Tips on how to save your show: Twitter Campaigns
Note: This got really long, so it’s been split into two posts. Part two is located here.
This spring’s annual TV show slaughter seems to have been a particularly brutal one for genre fans. The wailing and gnashing of teeth are audible throughout my timeline, as are the desperate calls for petitions and campaigns to save beloved shows. I don’t get to watch them all, but I hear you. I feel you. And I may have a few tools for those who are willing to fight, but don’t necessarily know how to get started. For shows like The Expanse, that have already been canceled, this should still provide a framework for targeting streaming services or alternative networks. These are just the things that worked for us, in case they can help someone else.
I want another season of The Expanse, and then four more after that. I haven’t seen Lucifer, but I feel for those who mourn its loss. These shows, and so many others like them, unite us through narrative, they connect us across geography, language, and circumstance. The ability to feel uplifted and excited by a story, to feel fulfilled just by having those worlds in our heads, is what unites us. It makes us one tribe, no matter what our particular passion may be. And every time I hear the grief over another lost show, I hurt for my people, whether I’ve seen it or not.
Fringenuity as a collective, unified force accomplished its goal. And if we could do it, anyone with enough commitment can do the same thing. And so, for anyone out there with the desire and personal determination to fight for your show, here are some pointers from someone who led the fight to successfully save Fringe.
Trending Campaigns:
No one can promise that your efforts will be successful. Fringe was lucky in a way, to get into trouble at a time when social media was just breaking into the mainstream, and companies everywhere were still trying to work out how to monetize engagement. We were a kind of experiment. But I still think we had a solid road map, and some of our methods would likely still prove effective if a fandom can find the cohesion to put them into action. Most of this specific advice will focus on hashtag trending, since that was our most successful effort by far, and still the most likely to have a major impact.
Fringenuity’s entire strategy was based around proving that the social factor surrounding our show had its own value and revenue potential. We did that by showing that we could reliably trend hashtags for each episode as it aired, making the show visible to non-watchers. It didn’t help much with the ratings, but, by choosing unique hashtags, we amplified our reach far beyond our little fandom. One of our most successful early campaigns, #BeABetterMan, was picked up by a celebrity account with hundreds of thousands of followers and ended up evolving into a whole different discussion, but Fringe was still one of the top keywords for those tweets, and 23 million social impressions makes people with bankrolls sit up and pay attention.
Unique hashtags are crucial. It’s a lot easier to get something trending if it’s never been tweeted before. Even if it does trend, a generic ‘tag like #Supernatural, that shows up routinely, is too easy to parse. Everybody knows why #Supernatural is trending on Thursday nights, and non-fans will never be curious enough to click on it or boost the signal. Choose something that relates to the show, but is unique enough to make the trend list when it spikes at the designated time. As much as possible, choose something intriguing enough to catch the attention of the general public and amplify your signal.

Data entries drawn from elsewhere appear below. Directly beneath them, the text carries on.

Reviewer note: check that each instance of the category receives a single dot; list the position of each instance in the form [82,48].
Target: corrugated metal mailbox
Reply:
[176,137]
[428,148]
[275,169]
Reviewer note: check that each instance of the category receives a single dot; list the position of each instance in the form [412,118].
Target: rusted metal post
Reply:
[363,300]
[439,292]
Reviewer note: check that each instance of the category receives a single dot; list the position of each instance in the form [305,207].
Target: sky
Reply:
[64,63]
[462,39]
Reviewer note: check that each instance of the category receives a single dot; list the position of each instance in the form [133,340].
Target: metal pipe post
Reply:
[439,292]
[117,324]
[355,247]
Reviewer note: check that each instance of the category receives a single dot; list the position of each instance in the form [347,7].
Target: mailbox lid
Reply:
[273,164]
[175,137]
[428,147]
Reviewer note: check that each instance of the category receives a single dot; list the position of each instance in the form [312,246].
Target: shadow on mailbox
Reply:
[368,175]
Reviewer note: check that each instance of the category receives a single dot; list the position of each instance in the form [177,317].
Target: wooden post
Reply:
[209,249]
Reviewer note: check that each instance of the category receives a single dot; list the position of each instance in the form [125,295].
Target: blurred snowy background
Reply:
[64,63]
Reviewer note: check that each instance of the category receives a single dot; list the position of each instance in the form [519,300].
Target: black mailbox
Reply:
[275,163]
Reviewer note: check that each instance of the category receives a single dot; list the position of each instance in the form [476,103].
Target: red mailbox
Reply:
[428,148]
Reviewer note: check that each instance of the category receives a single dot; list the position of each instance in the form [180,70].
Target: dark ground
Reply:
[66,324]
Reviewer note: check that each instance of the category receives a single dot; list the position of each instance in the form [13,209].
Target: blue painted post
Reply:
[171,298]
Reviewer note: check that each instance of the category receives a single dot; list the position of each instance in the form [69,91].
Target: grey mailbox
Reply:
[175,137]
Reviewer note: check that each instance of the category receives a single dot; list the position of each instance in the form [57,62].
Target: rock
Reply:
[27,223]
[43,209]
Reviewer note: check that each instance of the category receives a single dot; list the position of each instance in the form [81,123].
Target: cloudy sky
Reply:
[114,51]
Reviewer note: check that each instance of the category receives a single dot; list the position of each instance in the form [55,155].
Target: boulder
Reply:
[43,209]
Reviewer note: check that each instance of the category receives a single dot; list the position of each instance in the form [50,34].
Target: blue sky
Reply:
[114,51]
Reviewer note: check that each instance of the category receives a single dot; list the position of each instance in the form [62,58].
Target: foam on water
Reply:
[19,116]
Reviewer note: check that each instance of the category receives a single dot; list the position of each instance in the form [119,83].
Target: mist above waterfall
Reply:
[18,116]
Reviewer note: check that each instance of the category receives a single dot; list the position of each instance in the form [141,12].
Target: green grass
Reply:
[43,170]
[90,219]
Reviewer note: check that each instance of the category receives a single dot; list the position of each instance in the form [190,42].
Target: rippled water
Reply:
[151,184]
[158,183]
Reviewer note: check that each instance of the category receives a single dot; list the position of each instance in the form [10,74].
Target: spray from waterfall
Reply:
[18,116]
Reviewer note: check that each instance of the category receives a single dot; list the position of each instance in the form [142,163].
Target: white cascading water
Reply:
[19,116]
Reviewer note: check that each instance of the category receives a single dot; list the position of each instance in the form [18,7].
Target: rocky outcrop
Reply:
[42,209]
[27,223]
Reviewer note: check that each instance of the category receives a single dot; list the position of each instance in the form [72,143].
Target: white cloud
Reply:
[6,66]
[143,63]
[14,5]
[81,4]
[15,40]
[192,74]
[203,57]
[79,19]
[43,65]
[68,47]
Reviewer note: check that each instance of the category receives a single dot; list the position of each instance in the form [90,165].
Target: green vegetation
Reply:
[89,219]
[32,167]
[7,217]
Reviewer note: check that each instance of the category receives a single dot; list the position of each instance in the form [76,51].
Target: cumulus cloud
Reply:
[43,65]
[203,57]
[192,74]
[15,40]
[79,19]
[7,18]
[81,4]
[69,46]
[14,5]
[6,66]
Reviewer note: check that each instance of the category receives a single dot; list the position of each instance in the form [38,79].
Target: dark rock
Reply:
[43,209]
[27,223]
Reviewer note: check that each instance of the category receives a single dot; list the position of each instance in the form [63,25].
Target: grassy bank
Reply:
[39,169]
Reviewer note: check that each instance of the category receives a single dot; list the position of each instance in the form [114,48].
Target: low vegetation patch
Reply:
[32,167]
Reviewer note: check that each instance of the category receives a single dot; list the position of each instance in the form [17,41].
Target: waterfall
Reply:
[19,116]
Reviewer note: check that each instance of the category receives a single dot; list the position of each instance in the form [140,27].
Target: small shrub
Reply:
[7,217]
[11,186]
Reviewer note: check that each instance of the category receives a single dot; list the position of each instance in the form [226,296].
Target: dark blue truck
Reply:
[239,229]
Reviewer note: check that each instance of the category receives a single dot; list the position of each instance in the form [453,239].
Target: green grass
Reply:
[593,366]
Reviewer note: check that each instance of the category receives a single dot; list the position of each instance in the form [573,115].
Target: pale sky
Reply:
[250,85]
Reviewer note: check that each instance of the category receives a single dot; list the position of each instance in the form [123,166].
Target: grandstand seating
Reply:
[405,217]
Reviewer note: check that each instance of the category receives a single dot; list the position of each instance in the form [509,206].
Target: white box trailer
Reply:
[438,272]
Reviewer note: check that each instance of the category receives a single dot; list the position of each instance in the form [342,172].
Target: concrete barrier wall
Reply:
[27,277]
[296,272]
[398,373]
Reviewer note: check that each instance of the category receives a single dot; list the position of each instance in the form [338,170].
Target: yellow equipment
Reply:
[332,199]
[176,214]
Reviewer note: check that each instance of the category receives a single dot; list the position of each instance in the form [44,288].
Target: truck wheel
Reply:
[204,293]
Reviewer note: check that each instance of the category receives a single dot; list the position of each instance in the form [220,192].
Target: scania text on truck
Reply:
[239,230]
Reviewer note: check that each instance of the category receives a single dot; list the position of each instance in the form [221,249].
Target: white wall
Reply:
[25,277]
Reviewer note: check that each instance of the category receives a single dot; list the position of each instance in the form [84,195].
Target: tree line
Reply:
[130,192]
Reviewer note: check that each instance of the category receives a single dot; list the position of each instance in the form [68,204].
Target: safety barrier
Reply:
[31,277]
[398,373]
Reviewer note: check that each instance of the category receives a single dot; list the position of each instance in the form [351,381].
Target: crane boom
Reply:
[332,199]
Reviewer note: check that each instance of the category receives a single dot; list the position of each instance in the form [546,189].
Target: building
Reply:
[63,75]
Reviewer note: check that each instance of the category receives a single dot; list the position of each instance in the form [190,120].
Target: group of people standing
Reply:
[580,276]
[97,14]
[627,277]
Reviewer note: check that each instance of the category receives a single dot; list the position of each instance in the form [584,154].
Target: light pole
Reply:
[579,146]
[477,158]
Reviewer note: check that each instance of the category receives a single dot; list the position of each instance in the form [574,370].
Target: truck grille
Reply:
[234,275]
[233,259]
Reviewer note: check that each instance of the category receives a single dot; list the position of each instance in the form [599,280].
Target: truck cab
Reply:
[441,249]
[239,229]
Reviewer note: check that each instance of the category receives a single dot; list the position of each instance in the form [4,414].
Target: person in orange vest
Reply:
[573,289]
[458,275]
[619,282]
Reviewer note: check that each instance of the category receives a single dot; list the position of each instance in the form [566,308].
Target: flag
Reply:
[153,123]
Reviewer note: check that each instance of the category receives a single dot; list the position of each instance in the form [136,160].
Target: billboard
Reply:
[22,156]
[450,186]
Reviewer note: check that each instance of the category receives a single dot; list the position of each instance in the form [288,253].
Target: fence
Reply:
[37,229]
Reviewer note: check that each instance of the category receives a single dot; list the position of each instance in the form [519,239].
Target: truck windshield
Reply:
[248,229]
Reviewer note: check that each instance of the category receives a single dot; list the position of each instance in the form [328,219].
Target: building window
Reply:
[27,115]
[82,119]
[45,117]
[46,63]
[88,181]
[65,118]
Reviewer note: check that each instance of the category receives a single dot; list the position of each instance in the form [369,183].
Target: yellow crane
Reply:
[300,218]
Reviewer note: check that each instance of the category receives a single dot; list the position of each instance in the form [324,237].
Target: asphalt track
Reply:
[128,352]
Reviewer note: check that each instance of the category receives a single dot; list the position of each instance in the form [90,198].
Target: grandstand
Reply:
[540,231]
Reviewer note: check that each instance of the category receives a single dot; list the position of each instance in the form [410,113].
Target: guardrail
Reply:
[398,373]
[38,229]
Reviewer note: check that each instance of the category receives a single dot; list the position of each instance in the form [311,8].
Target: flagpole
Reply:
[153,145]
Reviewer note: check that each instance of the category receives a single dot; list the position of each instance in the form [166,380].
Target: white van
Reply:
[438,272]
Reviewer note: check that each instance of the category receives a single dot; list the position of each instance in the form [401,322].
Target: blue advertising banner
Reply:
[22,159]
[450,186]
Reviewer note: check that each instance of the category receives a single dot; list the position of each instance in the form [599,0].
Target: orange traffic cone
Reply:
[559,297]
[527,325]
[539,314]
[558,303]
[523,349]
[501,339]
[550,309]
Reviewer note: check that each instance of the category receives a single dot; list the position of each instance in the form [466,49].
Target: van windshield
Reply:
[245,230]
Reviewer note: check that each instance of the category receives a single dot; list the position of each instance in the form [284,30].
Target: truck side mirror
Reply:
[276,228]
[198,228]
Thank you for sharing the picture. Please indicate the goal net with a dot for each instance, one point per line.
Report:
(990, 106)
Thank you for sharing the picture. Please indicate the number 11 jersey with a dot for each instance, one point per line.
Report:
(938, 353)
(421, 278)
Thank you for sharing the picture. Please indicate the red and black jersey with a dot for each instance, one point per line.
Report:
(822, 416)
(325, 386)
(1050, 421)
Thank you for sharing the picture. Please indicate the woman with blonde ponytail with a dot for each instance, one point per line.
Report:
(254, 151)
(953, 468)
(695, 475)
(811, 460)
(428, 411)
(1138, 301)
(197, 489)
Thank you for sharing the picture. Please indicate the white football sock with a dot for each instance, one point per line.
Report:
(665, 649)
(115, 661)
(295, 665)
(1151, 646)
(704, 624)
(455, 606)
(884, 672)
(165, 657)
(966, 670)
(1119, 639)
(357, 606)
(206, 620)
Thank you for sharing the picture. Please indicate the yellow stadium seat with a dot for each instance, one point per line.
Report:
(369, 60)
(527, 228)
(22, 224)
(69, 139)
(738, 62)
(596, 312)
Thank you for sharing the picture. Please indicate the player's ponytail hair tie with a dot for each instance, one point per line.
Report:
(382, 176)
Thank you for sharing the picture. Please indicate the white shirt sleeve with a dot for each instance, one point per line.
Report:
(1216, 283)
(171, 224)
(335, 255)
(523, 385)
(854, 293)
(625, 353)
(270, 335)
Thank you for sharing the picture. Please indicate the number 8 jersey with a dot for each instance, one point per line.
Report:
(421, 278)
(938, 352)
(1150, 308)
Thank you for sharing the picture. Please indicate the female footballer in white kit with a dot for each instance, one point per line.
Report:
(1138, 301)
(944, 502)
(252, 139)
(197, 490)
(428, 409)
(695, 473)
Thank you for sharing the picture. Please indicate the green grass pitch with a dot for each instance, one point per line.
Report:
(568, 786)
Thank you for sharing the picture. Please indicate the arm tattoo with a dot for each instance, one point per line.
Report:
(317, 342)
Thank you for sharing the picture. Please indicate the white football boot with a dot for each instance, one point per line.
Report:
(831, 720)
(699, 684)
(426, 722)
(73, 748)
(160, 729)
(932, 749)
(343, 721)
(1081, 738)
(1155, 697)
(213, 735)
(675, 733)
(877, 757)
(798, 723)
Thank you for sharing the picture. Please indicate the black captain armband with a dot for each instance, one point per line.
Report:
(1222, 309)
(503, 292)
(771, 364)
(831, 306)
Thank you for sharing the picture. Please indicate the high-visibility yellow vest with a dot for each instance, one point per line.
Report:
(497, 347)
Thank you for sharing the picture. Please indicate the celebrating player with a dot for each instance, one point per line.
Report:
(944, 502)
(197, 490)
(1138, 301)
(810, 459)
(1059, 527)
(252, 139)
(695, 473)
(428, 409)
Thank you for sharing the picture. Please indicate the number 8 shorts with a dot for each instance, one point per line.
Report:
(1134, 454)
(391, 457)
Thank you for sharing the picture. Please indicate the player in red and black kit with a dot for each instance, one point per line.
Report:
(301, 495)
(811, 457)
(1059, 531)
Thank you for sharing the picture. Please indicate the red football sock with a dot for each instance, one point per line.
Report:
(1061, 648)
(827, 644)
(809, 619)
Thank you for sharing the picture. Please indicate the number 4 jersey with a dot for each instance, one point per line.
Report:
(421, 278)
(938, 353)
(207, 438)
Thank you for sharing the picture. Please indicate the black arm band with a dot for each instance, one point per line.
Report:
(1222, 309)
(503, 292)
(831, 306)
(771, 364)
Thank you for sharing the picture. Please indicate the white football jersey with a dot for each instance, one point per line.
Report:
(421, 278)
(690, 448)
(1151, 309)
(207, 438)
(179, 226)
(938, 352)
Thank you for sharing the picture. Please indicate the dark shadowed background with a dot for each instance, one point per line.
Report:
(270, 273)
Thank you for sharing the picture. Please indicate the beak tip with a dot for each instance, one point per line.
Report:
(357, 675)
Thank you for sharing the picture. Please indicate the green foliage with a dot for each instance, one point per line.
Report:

We did extensive research into how Twitter trending worked and the mechanics don’t seem to have changed much in the intervening years. You can read some of what we found in more detail, but in a nutshell:
To create a spike that shows up in trend lists, you need a unique hashtag or phrase that appears suddenly in multiple locations – but you don’t need thousands of users to get it rolling. To quote an example from the article linked above, “Trends are identified through a combination of novelty, and number and location of participants: 1000 people in Texas sending 100 tweets an hour containing a tag that’s used all the time are less likely to trend than 1000 people all over the world sending 10 tweets an hour on a topic that’s never been seen before.” This is why you see major events trending within minutes, first locally, and then gaining worldwide momentum as people in other locations join in.
You need enough lead time on your hashtag event to promote it to your fandom. A week or so should do it, if your group is unified and industrious. Schedule a time to begin, and do not use that hashtag until that time. Spread the word using shortcuts like #/hashtag, an acronym, or even better, just tell your people where to go to find it, and ask them not to use it yet. You can hamstring yourself if the effort to spread the word results in too much exposure for the tag to successfully trend. When it’s Go time, hit it with every tweet you have in you.